“他雖然來頭大,可是在這桃源縣裡頭也不過才孤身一個人,怕他做甚?”幾個人一合計,膽量忽然間大了起來,“咱們在這桃源縣官衙裡頭幹了這麼多年了,還對付不了這麼一個毛頭小子?真要是被他騎在頭頂上欺負,咱們往後在外頭還有什麼臉面?”
眾人聽著只覺得甚有道理,都有這個念頭,只是誰也不敢真對顧邵怎麼樣。如今有人提了出來,便將他們心裡那點蠢蠢欲動的念頭都給勾了出來,這麼一想,連膽子也大了起來:“那咱們要怎麼辦?”
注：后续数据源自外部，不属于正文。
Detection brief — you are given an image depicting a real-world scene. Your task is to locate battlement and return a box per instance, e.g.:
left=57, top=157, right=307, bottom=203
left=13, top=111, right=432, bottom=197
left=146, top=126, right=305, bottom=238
為首的那人擰著眉頭,腦中忽然間蹦出了一個念頭:“不如這樣……”
幾個人湊過了腦袋,越往下說,眼中光芒越甚。
對於這幾個人鬼鬼祟祟的人,顧邵也沒有當一回事,就像當初跟系統說得一樣,顧邵是真沒有覺得對方能將自己怎麼著。他再怎麼不中用,身後還站著一個系統呢。系統可是要等他封侯拜相才能甘心,在他沒有封侯拜相之前,系統怎麼可能會讓他出事。正是因為意識到了這一點,所以顧邵才越發的有恃無恐。
旁人都以為他的後台是京城裡的那幾位大人,是太極殿裡坐著的聖上,但其實,顧邵覺得自己真正的後台,是系統。
去外頭買了一些東西吃之後,顧邵看著自己已經飽到有些撐的肚皮,幾下揉了揉,忽然有些犯困。
回了屋子準備先睡一會兒再去外頭視察,還沒躺下了,便又聽到了外頭的敲門聲。顧邵只得爬起來將門打開。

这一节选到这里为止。